Lake Country Museum given Mary Bull painting
by David Madison
Vernon artist Bob Kingsmill made a purchase at a recent auction of some local paintings. One of the works proved to be an original, by the late Kelowna artist Mary Bull, of the cabin in which Father Pandosy had lived. Kingsmill donated the painting to the Lake Country Museum to be enjoyed by all who visit there.
The painting is on display at the Museum and is considered by other artists to be one of Mary Bull’s finest works. Bull represents a unique part of the Okanagan’s history. She was born in Scotland in 1919 but moved to the Okanagan Mission area when she was four months old. Mary’s father had inherited land in the area from his brother who had died in the Great War. Mary’s father had lost an arm in the same conflict and was released from the service but still was known by his rank (Captain) as was common at the time. Mary lost her mother at age 4 and was under the care of a nanny for her early years. She attended a private girls school in Vernon for several years and traveled between Vernon and Kelowna by train during holiday periods. Her father returned to Scotland for a short while and came home with a new wife with whom he had a son, Tony. Capt. Bull had sufficient financial resources to provide Mary with the opportunity to refine her artistic talent. She attended the Vancouver School of Art in the late 1930s and then went east to The Ontario College of Art in the early 1940s.

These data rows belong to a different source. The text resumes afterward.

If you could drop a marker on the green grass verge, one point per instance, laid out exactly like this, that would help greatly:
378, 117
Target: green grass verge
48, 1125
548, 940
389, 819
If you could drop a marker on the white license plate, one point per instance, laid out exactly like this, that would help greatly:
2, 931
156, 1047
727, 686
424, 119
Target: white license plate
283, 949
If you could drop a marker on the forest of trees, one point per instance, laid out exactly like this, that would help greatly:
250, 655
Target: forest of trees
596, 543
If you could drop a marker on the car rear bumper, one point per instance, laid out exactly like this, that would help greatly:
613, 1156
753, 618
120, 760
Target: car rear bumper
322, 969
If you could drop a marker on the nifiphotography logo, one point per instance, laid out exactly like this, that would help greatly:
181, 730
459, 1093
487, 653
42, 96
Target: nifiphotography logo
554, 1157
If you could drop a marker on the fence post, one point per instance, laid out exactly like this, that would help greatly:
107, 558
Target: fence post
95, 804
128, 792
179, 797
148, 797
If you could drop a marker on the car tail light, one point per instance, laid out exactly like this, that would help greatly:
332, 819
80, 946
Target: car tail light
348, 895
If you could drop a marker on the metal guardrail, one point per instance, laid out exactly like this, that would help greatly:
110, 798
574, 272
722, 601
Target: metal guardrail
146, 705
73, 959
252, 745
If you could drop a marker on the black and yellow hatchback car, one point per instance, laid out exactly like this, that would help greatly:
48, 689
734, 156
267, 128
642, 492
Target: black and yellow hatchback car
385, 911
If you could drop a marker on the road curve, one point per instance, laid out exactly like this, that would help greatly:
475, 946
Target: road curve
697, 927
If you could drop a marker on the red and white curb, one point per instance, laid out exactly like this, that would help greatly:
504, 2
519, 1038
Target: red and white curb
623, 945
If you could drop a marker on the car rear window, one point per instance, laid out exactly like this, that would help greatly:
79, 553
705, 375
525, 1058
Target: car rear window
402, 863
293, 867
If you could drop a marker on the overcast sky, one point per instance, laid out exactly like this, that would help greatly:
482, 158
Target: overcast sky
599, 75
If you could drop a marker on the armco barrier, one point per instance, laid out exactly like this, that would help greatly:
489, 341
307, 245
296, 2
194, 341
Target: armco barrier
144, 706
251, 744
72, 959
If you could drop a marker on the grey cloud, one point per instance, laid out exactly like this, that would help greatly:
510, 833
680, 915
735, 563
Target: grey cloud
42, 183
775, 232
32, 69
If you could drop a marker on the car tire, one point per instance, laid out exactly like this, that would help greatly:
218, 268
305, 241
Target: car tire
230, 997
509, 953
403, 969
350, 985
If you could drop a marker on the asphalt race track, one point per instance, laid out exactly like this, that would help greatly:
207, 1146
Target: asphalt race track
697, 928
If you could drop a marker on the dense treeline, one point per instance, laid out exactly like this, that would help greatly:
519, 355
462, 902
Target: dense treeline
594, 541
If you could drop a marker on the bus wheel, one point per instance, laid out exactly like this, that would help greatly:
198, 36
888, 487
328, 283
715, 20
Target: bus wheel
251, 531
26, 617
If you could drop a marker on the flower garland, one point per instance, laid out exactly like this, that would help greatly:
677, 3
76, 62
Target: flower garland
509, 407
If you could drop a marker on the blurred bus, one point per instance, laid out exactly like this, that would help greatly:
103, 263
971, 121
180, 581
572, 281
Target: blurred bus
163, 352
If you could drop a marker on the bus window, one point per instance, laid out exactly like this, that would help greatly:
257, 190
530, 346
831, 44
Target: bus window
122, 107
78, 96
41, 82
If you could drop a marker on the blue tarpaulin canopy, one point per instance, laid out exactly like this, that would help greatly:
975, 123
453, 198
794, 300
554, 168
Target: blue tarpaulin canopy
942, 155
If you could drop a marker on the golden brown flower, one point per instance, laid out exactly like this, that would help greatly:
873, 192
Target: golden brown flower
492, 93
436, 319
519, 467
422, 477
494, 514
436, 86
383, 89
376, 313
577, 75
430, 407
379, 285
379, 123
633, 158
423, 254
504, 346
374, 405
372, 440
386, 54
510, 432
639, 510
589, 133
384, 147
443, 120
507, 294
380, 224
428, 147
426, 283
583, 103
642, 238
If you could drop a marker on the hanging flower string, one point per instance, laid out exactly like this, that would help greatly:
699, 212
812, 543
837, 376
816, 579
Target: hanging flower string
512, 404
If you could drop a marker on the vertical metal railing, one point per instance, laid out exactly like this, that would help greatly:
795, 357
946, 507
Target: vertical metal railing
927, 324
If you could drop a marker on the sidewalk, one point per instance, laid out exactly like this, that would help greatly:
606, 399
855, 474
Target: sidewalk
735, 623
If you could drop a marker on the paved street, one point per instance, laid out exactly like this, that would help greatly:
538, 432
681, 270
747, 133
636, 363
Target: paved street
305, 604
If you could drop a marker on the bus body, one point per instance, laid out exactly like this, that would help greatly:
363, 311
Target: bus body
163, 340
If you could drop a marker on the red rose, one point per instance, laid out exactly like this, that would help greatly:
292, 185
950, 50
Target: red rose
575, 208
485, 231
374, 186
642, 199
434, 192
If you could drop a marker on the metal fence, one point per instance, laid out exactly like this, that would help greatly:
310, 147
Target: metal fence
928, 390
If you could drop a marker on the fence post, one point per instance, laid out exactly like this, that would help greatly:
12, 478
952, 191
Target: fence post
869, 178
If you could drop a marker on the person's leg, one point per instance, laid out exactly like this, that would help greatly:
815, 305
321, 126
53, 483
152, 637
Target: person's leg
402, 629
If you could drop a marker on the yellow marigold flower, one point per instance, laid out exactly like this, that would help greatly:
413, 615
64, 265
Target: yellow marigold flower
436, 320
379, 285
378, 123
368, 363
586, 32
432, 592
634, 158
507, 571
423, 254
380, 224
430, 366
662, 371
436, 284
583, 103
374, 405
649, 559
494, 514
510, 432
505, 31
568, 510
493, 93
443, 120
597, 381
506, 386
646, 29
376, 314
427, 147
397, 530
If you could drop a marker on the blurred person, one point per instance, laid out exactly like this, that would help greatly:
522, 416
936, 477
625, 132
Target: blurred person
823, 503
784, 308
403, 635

Her artistic pursuit was interrupted by World War 2 when Mary enlisted in the RCAF as a practical nurse. After the war she studied at the Heartherley School of Art in London, England. She returned to Canada and traveled to Mexico in the 1950s where she lived in an artist community and developed a style known for “expressionistic brushwork” and vibrant colors. Some of her work in the Kelowna Art Gallery has a distinct “modern” look with bold lines and playful distortions of her subjects. The “Pandosy Cabin” is more traditional as it captures the rustic and Spartan existence of the early settlers of the valley.
Mary was a director of the Okanagan Historical Society for about eight years. She gained a reputation of having a sharp mind and some would also say a sharp tongue. She lived her life in the Mission area near Kelowna and painted many portraits of friends. She loved art and painted more for the joy of painting than any financial reward. Many of her works were kept at her family home which became a casualty of the Okanagan Mountain Fire in 2003. The paintings were lost to the flames. Mary died in October, 2010.
Mary might be said to have been out of step with her contemporaries. Her art was bold and assertive. She herself displayed those qualities. Mary did not marry but had an extensive family of nieces and nephews. The Kelowna Archives has some papers and materials that belonged to Mary and they suggest she had a strong interest in feminist concerns and would have been quite comfortable in today’s world. The Lake Country Museum invites all to stop in and see this original painting providing a small window into the Okanagan’s past.